Коля постоял минуту, посмотрел на темное окошко, и, не оглядываясь, твердо пошел от ограды начинать свою новую жизнь.
А там на огорелышевском дворе в белом Огорелышевском доме уже решена была судьба его. Последнее терпение лопнуло у Арсения: что ему еще делать, как поступить, да так, видно, и поступить — завтра же выгнать Финогеновых из их красного флигеля, чтобы и духа их не было на дворе, пускай как знают, так и живут. И уж отдано было приказание завтра же очистить красный флигель.
А там Синичка, сливаясь с Огорелышевским прудом, подплывала к красному флигелю и гремела полноводная, выводила одно и то же свое речное, полноводное, покрывала оттаявшую землю, такую непонятную, с ее неразгаданной непостижимой жизнью.

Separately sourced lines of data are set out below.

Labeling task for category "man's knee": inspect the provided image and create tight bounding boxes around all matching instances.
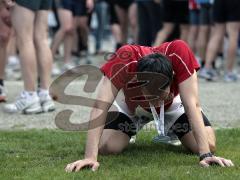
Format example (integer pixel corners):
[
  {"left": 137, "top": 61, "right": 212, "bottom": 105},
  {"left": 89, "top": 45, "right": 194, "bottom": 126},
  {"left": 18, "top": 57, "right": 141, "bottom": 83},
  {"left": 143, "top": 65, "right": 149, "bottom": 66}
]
[
  {"left": 99, "top": 143, "right": 123, "bottom": 155},
  {"left": 0, "top": 33, "right": 10, "bottom": 47},
  {"left": 209, "top": 142, "right": 216, "bottom": 153},
  {"left": 62, "top": 25, "right": 74, "bottom": 35}
]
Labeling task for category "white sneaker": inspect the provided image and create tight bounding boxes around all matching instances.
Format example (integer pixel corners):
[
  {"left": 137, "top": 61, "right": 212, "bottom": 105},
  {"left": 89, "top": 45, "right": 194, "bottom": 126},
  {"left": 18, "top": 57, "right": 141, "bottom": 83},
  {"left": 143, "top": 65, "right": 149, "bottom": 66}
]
[
  {"left": 0, "top": 85, "right": 6, "bottom": 103},
  {"left": 39, "top": 94, "right": 55, "bottom": 112},
  {"left": 129, "top": 135, "right": 137, "bottom": 144},
  {"left": 62, "top": 63, "right": 75, "bottom": 72},
  {"left": 4, "top": 92, "right": 42, "bottom": 114},
  {"left": 52, "top": 63, "right": 61, "bottom": 76},
  {"left": 224, "top": 72, "right": 238, "bottom": 82}
]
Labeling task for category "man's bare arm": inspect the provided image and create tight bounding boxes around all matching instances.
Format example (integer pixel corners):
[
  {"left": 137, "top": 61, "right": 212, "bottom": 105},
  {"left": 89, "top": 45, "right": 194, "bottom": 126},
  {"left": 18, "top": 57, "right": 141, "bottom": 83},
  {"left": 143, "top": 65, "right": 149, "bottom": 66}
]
[
  {"left": 179, "top": 72, "right": 210, "bottom": 154},
  {"left": 65, "top": 77, "right": 118, "bottom": 172},
  {"left": 179, "top": 72, "right": 234, "bottom": 167}
]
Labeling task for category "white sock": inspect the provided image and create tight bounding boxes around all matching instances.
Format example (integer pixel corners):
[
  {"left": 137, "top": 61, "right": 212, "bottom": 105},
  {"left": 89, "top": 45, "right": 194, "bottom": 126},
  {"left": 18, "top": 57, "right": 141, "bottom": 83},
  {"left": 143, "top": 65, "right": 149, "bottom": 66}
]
[
  {"left": 23, "top": 91, "right": 38, "bottom": 99},
  {"left": 38, "top": 88, "right": 49, "bottom": 97}
]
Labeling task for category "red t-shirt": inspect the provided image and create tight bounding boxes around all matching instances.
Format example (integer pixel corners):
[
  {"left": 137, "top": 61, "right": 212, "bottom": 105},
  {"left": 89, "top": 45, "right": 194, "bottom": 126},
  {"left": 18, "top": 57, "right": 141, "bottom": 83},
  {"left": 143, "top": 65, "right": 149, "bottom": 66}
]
[
  {"left": 188, "top": 0, "right": 199, "bottom": 10},
  {"left": 101, "top": 40, "right": 200, "bottom": 112}
]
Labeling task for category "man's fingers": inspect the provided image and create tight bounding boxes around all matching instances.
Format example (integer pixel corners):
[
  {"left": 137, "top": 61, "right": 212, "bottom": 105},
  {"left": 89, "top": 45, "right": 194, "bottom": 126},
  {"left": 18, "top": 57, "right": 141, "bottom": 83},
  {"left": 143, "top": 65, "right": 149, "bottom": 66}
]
[
  {"left": 207, "top": 157, "right": 225, "bottom": 167},
  {"left": 200, "top": 160, "right": 209, "bottom": 167},
  {"left": 92, "top": 162, "right": 99, "bottom": 171},
  {"left": 229, "top": 160, "right": 234, "bottom": 166},
  {"left": 75, "top": 163, "right": 87, "bottom": 172},
  {"left": 65, "top": 164, "right": 71, "bottom": 172},
  {"left": 221, "top": 158, "right": 234, "bottom": 167}
]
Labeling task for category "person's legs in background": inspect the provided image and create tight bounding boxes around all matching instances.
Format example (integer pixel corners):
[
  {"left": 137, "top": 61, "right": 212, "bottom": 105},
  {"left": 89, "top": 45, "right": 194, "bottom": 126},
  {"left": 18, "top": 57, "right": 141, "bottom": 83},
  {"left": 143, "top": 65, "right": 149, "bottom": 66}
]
[
  {"left": 128, "top": 3, "right": 138, "bottom": 43},
  {"left": 95, "top": 1, "right": 107, "bottom": 55},
  {"left": 225, "top": 21, "right": 240, "bottom": 82},
  {"left": 74, "top": 0, "right": 93, "bottom": 64},
  {"left": 137, "top": 1, "right": 162, "bottom": 46},
  {"left": 0, "top": 7, "right": 11, "bottom": 103},
  {"left": 188, "top": 9, "right": 199, "bottom": 54},
  {"left": 115, "top": 4, "right": 128, "bottom": 44},
  {"left": 224, "top": 0, "right": 240, "bottom": 82},
  {"left": 5, "top": 0, "right": 54, "bottom": 114},
  {"left": 34, "top": 10, "right": 55, "bottom": 112},
  {"left": 51, "top": 0, "right": 74, "bottom": 71}
]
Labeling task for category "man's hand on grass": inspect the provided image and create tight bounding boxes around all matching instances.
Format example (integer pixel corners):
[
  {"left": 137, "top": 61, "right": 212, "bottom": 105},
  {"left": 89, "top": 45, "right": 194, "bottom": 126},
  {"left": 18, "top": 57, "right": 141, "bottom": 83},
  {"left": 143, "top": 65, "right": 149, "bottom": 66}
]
[
  {"left": 199, "top": 156, "right": 234, "bottom": 167},
  {"left": 2, "top": 0, "right": 15, "bottom": 8},
  {"left": 65, "top": 159, "right": 100, "bottom": 172}
]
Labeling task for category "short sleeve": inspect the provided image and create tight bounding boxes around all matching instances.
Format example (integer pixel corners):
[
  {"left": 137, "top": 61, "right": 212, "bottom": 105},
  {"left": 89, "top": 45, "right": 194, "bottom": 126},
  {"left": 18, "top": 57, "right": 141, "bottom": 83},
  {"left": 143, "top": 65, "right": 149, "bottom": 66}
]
[
  {"left": 166, "top": 40, "right": 200, "bottom": 84},
  {"left": 100, "top": 45, "right": 137, "bottom": 90}
]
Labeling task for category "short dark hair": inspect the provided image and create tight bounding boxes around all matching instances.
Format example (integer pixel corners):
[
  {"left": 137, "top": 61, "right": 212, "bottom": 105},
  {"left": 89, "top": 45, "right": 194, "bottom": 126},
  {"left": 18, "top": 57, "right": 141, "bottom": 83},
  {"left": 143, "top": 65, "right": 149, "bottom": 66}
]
[{"left": 137, "top": 53, "right": 173, "bottom": 89}]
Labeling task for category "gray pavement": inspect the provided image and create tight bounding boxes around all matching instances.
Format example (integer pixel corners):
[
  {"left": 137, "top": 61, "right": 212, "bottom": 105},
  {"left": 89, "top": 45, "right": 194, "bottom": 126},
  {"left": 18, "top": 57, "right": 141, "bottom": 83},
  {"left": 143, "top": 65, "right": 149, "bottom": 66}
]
[{"left": 0, "top": 54, "right": 240, "bottom": 130}]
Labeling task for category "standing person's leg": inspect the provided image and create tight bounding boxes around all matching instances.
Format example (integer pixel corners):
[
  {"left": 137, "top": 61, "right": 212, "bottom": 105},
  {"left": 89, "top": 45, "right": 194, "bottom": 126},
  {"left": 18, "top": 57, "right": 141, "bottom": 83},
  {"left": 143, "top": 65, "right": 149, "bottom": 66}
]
[
  {"left": 226, "top": 22, "right": 240, "bottom": 73},
  {"left": 128, "top": 3, "right": 138, "bottom": 43},
  {"left": 115, "top": 5, "right": 128, "bottom": 44},
  {"left": 34, "top": 1, "right": 55, "bottom": 112},
  {"left": 188, "top": 10, "right": 199, "bottom": 53},
  {"left": 51, "top": 0, "right": 74, "bottom": 64},
  {"left": 205, "top": 23, "right": 225, "bottom": 69},
  {"left": 177, "top": 1, "right": 189, "bottom": 42},
  {"left": 12, "top": 4, "right": 37, "bottom": 92},
  {"left": 224, "top": 0, "right": 240, "bottom": 82},
  {"left": 137, "top": 1, "right": 152, "bottom": 46},
  {"left": 75, "top": 0, "right": 91, "bottom": 64},
  {"left": 34, "top": 10, "right": 52, "bottom": 90},
  {"left": 154, "top": 0, "right": 176, "bottom": 46},
  {"left": 5, "top": 0, "right": 42, "bottom": 114},
  {"left": 0, "top": 18, "right": 11, "bottom": 103}
]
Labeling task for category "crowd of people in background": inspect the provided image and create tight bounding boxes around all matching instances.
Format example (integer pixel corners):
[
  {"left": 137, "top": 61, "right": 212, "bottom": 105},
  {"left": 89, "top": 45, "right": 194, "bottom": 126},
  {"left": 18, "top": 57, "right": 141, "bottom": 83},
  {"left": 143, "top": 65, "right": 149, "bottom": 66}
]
[{"left": 0, "top": 0, "right": 240, "bottom": 114}]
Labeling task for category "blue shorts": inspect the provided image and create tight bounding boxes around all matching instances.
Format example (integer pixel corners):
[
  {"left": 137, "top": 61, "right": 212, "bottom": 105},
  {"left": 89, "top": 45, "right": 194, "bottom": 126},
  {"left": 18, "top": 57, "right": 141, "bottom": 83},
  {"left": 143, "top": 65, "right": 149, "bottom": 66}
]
[
  {"left": 189, "top": 9, "right": 200, "bottom": 25},
  {"left": 57, "top": 0, "right": 88, "bottom": 16}
]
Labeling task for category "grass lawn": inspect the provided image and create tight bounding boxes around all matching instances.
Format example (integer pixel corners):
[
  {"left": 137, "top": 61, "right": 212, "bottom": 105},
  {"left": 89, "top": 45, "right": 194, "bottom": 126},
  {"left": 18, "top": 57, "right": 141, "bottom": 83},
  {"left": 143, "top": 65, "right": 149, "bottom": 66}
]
[{"left": 0, "top": 129, "right": 240, "bottom": 180}]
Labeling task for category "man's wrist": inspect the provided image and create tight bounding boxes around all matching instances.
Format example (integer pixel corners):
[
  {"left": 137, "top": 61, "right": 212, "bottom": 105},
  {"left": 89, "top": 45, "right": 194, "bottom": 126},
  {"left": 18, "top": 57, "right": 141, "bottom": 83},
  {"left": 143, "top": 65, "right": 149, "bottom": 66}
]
[{"left": 199, "top": 152, "right": 213, "bottom": 161}]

А там, на ржавом гвозде затопленного огорелышевского забора, отделявшего Синичку от пруда, что-то серело в зеленоватой лунной ночи — один из бесов, бесенок с ликом неподкупной и негодующей человеческой честности и справедливости, по-кошачьи длинно вытянув вверх ногу, горько и криво смеялся закрытыми губами.
Он-то знал, и на какую новую жизнь вышел Коля и зачем Арсений велел выгнать Финогеновых, выгнать, как в погоду собаку на улицу, и зачем все горе человеческое, от которого камень-кремень трескается, зачем злая судьбина, беда, не-доля, и зачем одни обречены ей, а другие свободны? Да знал ли он? И кто он — демон, один ли из бесов или просто бесенок? И демон, и бес, и бесенок, он знал и горько и криво смеялся с сжатыми губами.
Часть вторая
Глава первая
Бесы служат ему
От Камушка до Чугунолитейного завода и от Колобовского сада до Синички на огорелышевской земле и без Финогеновых — без Александра, без Петра, без Евгения и Николая шла жизнь по-своему, словно Финогеновых никогда и никто не видал на дворе, шла жизнь по строго заведенному английскому порядку, втиснутая раз навсегда в крепкую огорелышевскую оправу.
На огорелышевском дворе со смерти Вареньки уж больше никакого бунта не повторялось, и Прохор, слесарь, заменивший Павла Пашкова, баламутчик и смутьян, с год как сидел в новой тюрьме за Боголюбовым монастырем у заставы.
Кузьму, дворника финогеновского, белым дворником в белый Огорелышевский дом перевели, а на его место к красному Финогеновскому опустевшему флигелю Егора-Смехоту поставили, племянника Душки — Анисьи, Андрею-Воробью, управляющему, дали золотую медаль и почетное гражданство за преданную верную службу.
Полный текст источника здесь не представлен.